Eleven: Table Tennis VR
Pluck your paddle from the air and prepare to serve: Eleven takes a simple concept and makes it devilishly addictive, largely thanks to highly accurate physics modelling.
Seriously, play Table Tennis VR and you’ll soon forget that you’re not really standing in front of a big green table in the garage. Everything from the ball’s bounces to the backspin feels identical to the real thing.
Yes, you could focus on improving your technique but, really, this is just an incredible example of technology emulating reality to the point of amazement. It’s unexpectedly absorbing and bound to baffle elderly relatives, which is always the mark of a game well made.
Imagine Battlefield or Call of Duty. Now imagine yourself dropped into the middle of the battleground. Now strap on your Vive headset and play Onward: you’ll find it’s better than your imagination.

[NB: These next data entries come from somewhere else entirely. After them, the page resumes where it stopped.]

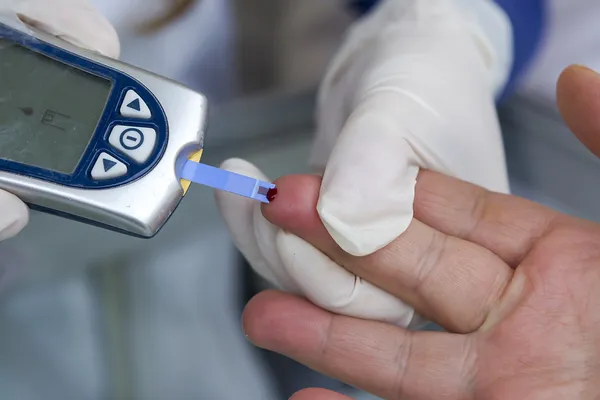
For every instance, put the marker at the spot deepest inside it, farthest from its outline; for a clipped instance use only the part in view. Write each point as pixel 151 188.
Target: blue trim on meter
pixel 111 117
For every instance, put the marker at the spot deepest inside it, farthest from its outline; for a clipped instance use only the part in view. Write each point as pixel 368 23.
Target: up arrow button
pixel 107 167
pixel 134 106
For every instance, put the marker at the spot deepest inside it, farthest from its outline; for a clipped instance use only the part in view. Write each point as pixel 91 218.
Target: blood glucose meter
pixel 94 139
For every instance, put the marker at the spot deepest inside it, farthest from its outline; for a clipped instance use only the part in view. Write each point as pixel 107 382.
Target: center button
pixel 136 142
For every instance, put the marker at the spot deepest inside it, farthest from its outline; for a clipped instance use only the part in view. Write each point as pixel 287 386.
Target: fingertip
pixel 578 100
pixel 295 205
pixel 281 322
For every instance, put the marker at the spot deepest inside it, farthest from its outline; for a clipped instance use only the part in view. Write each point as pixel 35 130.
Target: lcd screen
pixel 49 111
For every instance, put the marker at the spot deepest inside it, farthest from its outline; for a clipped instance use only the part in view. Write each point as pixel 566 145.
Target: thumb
pixel 578 99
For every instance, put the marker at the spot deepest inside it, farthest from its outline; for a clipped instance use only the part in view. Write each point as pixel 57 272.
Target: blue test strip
pixel 228 181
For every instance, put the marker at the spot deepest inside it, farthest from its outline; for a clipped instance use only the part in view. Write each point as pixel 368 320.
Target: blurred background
pixel 90 314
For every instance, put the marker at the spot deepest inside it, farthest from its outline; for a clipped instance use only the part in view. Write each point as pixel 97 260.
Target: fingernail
pixel 586 69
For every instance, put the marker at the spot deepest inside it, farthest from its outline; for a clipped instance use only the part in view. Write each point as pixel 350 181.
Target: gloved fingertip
pixel 14 215
pixel 361 239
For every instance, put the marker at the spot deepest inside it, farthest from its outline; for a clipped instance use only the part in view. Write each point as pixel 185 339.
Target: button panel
pixel 135 142
pixel 133 106
pixel 107 167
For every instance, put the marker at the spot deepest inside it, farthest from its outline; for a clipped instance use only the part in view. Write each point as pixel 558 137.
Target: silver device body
pixel 141 207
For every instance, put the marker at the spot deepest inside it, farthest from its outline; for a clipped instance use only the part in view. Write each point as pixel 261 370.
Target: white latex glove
pixel 72 20
pixel 412 86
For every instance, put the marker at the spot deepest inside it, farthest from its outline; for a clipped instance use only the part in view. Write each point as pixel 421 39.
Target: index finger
pixel 504 224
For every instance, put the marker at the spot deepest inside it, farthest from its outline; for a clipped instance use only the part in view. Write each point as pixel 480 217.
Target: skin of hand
pixel 515 284
pixel 74 21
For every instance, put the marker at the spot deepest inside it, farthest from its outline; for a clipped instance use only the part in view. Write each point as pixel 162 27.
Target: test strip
pixel 220 179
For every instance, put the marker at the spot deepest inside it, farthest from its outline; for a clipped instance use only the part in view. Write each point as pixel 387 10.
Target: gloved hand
pixel 74 21
pixel 412 87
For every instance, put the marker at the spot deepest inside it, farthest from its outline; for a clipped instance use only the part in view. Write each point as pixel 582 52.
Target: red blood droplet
pixel 271 194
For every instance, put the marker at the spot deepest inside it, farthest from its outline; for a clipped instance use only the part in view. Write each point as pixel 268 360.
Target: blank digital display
pixel 49 111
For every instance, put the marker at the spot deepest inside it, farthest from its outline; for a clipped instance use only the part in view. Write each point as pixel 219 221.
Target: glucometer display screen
pixel 48 110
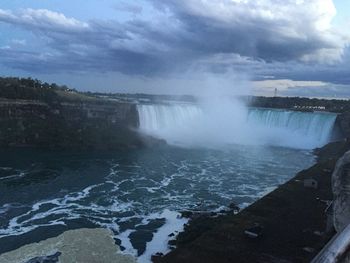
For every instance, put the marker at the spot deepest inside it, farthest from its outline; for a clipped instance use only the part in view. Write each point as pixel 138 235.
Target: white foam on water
pixel 174 223
pixel 125 242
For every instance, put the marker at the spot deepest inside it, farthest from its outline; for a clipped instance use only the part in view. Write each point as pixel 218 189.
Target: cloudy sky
pixel 300 47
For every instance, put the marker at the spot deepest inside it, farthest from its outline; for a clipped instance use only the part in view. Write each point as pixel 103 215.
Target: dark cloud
pixel 271 37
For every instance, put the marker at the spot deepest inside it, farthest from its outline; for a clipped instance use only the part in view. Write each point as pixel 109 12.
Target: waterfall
pixel 195 124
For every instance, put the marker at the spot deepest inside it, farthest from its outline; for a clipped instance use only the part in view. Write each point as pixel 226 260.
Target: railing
pixel 337 250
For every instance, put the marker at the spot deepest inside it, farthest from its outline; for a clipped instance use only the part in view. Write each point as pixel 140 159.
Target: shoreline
pixel 293 219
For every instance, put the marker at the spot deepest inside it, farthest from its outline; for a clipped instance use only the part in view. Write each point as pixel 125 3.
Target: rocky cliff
pixel 69 124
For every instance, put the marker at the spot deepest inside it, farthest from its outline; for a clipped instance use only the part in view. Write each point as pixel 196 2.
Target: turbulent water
pixel 193 125
pixel 139 193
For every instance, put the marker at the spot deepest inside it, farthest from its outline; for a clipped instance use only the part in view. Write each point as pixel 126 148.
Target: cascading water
pixel 190 124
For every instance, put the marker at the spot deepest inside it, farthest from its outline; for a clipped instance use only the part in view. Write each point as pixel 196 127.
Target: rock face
pixel 343 124
pixel 80 246
pixel 108 125
pixel 341 191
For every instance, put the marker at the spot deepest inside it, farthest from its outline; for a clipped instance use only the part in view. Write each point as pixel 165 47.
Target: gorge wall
pixel 68 125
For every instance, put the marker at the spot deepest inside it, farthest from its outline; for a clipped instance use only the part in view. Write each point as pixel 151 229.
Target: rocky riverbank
pixel 294 218
pixel 81 245
pixel 70 125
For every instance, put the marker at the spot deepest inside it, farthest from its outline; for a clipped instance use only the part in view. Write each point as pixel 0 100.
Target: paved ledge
pixel 80 246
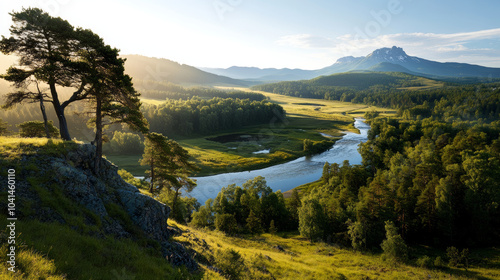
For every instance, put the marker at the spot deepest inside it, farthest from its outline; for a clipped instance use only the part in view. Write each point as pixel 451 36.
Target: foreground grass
pixel 304 260
pixel 55 251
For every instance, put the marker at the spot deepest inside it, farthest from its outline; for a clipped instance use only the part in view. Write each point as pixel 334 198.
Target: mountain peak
pixel 389 54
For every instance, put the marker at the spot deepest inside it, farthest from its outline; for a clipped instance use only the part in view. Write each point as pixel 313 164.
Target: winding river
pixel 288 175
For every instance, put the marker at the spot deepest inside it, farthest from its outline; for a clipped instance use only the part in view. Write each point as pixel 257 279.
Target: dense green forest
pixel 198 116
pixel 164 90
pixel 225 110
pixel 433 171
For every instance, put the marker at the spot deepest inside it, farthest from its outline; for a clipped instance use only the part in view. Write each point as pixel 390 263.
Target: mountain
pixel 392 59
pixel 164 70
pixel 265 74
pixel 383 58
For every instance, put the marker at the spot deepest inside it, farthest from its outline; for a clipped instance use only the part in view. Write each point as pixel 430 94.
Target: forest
pixel 198 116
pixel 433 171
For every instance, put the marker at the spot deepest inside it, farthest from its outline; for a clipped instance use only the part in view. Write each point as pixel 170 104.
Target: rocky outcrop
pixel 46 182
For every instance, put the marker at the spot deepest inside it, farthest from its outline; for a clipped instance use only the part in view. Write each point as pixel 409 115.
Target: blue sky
pixel 293 33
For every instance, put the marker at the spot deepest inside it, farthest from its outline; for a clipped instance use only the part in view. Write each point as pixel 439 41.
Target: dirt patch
pixel 238 138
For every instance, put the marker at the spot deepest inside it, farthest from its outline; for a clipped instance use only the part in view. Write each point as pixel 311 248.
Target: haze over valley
pixel 250 139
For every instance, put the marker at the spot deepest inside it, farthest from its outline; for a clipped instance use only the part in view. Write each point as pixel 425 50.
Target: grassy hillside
pixel 306 119
pixel 290 256
pixel 57 237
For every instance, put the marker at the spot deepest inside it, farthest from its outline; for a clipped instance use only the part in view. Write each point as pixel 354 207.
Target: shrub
pixel 231 263
pixel 457 258
pixel 33 129
pixel 204 217
pixel 438 262
pixel 394 246
pixel 226 223
pixel 424 262
pixel 125 143
pixel 254 223
pixel 357 234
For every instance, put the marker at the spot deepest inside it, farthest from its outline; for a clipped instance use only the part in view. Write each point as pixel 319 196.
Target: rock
pixel 150 215
pixel 176 254
pixel 72 174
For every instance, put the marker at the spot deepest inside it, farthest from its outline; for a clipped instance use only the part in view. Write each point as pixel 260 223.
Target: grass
pixel 306 119
pixel 304 260
pixel 55 251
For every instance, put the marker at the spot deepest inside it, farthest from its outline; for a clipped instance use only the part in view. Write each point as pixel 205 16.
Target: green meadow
pixel 306 119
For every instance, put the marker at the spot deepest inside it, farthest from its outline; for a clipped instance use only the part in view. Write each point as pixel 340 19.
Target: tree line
pixel 166 90
pixel 428 176
pixel 200 116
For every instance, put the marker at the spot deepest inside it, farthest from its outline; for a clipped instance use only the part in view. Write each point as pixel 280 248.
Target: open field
pixel 306 119
pixel 300 259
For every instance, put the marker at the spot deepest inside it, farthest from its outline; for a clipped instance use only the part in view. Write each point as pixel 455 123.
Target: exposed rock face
pixel 71 176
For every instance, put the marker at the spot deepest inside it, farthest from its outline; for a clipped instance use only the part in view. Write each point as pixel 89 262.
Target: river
pixel 292 174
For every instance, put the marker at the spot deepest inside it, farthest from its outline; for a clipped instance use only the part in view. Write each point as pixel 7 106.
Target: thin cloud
pixel 441 47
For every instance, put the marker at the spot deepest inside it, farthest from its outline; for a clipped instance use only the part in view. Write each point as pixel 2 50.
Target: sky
pixel 306 34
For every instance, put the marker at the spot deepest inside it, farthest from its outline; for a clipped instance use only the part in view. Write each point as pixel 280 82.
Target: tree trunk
pixel 174 203
pixel 98 136
pixel 151 183
pixel 44 114
pixel 63 125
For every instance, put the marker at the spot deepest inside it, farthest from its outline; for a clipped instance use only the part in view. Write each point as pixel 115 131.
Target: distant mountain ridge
pixel 164 70
pixel 392 59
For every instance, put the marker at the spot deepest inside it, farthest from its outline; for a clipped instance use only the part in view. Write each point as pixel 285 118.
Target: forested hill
pixel 349 82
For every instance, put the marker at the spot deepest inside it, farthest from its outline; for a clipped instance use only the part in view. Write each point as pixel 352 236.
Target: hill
pixel 74 224
pixel 350 82
pixel 164 70
pixel 392 59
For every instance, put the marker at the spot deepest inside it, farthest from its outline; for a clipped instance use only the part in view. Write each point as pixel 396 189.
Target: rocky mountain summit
pixel 60 187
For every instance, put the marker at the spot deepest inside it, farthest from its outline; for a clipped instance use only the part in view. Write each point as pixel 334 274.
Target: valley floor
pixel 271 144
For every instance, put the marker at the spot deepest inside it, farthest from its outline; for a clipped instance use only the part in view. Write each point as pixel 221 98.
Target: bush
pixel 33 129
pixel 125 143
pixel 395 249
pixel 204 216
pixel 254 223
pixel 231 263
pixel 424 262
pixel 226 223
pixel 357 234
pixel 3 127
pixel 438 262
pixel 457 258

A multiplayer setup means you’ll need skill, teamwork and a bit of luck to get by – and you’ll soon find that first-person shooters are a whole lot more terrifyting when strapped to your face. Sound is used to great, immersive effect, too, with team-mates’ voices and noises coming from all around, drawing your attention and disorientating as in real life.
There’s a steep learning curve but, with natural controls and a community that’s more welcoming than in many online shooters, Onward is one you’ll want to stick with – especially as ongoing development should only make it better.